Ketidaknyamanan ini akhirnya sampai pada seorang sahabat. Ia memberikan respon mengejutkan.
"Ibumu kolot. Tak paham anak muda. Tak mengerti dunia anak muda." Ia berbicara berapi-api di tengah kelas. Sontak suasana kelas riuh. Mereka menyampaikan keprihatinannya atas kekolotan sang bunda.
Penulis terdiam melihat reaksi teman-teman yang diluar harapan ini. Mata berembun. Nurani menolak reaksi dan ungkapan negatif mereka terhadap ibu yang jasanya tiada ternilai kepada penulis dan adik-adik.
Sejak saat itu, penulis perlahan menarik diri dari pergaulan teman sebaya. Itu hari terakhir bercerita tentang keluarga pada mereka. Penulis pun cenderung akrab dengan orang-orang yang usianya lebih tua setelah momen tak mengenakkan itu terjadi.Â
Karena menurut penulis saat itu, mereka yang lebih dewasa bisa memberi nasihat yang lebih bijak. Bukan reaksi asal yang dapat melukai hati.
Namun, gelar kolot untuk ibu tak hanya disematkan oleh teman-teman sebaya. Emak-emak lain beranggapan sama. Saat penulis dan dua adik laki-laki lainnya tak mengantongi izin untuk pacaran.Â
Tak hanya itu saja. Ketika ada ajakan belajar di rumah teman, ibu memberi opsi lain.

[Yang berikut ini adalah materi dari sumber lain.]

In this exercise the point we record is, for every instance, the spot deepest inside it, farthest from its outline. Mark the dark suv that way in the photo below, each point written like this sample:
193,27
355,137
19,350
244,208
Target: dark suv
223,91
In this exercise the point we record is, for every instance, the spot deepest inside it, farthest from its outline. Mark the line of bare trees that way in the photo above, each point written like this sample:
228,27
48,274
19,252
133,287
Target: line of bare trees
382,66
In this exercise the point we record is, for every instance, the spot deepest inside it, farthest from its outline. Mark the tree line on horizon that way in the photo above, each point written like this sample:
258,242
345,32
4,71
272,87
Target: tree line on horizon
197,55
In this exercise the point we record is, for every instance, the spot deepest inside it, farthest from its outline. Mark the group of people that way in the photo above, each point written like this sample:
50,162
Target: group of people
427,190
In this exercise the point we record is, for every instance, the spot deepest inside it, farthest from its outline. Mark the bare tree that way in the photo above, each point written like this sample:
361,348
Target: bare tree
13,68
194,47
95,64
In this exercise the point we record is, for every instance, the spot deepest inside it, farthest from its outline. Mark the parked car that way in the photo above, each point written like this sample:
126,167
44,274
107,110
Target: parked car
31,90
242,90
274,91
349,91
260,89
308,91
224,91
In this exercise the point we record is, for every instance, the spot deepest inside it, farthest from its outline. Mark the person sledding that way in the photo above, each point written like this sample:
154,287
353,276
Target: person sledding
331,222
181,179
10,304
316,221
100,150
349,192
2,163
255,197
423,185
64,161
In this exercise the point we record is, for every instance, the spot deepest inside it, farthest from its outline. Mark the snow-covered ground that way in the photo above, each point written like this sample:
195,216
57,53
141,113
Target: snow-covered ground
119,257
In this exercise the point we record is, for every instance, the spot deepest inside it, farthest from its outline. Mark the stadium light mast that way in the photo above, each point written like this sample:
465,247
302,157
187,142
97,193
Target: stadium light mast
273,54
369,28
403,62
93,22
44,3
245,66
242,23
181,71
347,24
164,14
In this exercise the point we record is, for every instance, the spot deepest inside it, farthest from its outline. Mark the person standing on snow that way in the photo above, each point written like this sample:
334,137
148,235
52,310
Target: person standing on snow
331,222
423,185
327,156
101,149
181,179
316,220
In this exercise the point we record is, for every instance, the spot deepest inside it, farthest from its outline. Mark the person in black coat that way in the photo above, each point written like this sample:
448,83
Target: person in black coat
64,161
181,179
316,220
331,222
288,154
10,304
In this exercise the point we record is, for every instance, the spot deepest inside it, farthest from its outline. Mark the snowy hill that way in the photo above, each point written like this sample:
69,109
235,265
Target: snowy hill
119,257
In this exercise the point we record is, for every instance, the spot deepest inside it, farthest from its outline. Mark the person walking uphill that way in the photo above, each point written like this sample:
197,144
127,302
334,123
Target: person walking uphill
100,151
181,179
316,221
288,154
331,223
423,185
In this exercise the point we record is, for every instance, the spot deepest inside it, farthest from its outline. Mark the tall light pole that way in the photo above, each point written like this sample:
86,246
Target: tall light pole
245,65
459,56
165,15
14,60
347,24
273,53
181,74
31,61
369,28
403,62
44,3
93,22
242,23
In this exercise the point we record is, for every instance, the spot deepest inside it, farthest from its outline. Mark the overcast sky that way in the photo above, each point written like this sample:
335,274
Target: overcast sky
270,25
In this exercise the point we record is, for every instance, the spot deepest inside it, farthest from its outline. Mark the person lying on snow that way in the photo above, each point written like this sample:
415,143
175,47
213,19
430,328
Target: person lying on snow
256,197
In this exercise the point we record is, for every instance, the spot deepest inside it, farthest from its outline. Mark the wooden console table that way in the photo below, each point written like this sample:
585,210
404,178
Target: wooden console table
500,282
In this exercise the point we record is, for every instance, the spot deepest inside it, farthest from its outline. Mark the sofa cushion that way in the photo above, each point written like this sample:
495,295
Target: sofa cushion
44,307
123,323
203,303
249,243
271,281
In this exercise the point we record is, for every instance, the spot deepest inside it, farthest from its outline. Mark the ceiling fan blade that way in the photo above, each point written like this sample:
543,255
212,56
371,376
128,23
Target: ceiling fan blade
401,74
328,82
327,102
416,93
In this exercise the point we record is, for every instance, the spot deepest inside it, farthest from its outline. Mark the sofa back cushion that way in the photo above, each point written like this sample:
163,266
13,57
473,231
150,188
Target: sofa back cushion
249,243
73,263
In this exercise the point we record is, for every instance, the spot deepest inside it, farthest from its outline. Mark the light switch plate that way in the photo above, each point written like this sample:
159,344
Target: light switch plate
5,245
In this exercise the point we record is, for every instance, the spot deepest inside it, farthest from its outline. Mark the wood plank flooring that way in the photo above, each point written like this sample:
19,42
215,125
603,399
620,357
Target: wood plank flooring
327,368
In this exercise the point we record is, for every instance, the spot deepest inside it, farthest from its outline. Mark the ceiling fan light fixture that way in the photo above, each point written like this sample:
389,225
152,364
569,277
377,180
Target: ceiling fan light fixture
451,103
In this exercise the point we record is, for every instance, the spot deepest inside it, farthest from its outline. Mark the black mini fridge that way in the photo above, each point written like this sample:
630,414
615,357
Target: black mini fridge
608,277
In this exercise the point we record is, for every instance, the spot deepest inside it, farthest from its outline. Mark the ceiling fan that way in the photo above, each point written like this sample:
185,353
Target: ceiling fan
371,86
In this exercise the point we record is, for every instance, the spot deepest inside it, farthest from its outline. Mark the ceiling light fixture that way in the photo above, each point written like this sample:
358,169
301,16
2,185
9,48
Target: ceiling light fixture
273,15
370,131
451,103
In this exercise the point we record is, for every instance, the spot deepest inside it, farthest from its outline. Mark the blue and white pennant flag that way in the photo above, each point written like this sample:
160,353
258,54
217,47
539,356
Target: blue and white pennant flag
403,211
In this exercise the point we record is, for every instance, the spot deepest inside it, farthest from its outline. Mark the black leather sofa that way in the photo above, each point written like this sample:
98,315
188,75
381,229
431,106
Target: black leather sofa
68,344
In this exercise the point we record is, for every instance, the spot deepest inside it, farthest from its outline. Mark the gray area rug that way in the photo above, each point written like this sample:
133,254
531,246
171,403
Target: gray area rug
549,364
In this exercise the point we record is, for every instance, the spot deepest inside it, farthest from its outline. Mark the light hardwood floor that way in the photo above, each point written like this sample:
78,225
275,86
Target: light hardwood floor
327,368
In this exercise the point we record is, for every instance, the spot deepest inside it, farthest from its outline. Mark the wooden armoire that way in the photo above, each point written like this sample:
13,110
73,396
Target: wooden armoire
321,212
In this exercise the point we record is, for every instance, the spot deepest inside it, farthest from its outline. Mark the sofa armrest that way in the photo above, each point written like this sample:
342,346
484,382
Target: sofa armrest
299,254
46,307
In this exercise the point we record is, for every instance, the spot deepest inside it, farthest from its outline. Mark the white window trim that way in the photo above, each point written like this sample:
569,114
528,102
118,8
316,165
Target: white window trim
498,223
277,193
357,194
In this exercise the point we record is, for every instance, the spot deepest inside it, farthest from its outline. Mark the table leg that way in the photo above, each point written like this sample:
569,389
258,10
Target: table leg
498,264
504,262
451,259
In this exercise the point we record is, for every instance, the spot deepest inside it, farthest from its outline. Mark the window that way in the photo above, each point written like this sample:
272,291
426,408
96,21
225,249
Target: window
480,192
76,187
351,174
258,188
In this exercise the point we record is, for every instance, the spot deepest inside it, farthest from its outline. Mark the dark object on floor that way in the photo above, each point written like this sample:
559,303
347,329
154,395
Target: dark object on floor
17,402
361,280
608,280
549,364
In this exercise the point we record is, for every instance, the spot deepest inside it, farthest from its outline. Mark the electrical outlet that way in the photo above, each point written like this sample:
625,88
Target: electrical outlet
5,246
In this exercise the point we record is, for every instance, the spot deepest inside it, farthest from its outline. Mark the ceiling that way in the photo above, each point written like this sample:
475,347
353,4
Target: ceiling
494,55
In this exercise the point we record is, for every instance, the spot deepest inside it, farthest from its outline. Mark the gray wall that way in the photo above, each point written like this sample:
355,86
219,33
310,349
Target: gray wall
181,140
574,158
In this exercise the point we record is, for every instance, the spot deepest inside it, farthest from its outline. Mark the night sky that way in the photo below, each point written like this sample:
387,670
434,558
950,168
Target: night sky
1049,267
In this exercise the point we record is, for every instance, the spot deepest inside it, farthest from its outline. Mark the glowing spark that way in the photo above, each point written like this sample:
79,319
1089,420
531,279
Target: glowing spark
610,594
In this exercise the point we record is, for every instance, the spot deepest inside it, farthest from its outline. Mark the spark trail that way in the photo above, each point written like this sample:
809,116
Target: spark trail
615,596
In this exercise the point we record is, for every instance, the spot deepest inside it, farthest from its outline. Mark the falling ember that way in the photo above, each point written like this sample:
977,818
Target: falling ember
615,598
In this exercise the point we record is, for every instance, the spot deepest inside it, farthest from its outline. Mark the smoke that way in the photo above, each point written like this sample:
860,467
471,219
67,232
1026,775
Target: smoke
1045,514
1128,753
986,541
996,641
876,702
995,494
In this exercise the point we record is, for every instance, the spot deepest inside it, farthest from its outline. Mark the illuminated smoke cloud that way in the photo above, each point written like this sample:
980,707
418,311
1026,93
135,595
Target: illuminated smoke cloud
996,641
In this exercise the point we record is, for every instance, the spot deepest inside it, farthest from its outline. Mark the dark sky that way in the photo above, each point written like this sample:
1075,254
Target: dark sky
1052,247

"Belajar di rumah kita saja. Walau mungil tak apa-apa. Nanti ibu bikinin makanan enak."Begitu tawaran yang diberikan. Ini artinya, harapan untuk belajar ke rumah teman pupus seketika.
Mau tak mau, teman-teman memilih belajar di rumah penulis yang sangat sederhana. Saat itu, ibu memahami betul. Buah hati akan menjadi tempat bertanya teman-teman sekolahnya.
Begitu banyak hal serta cara mendidik dan membesarkan anak ala ibu, yang membuat beliau disebut kolot. Kuper, ndak gaul, otoriter hingga berbagai ujaran cemoohan lainnya mendarat.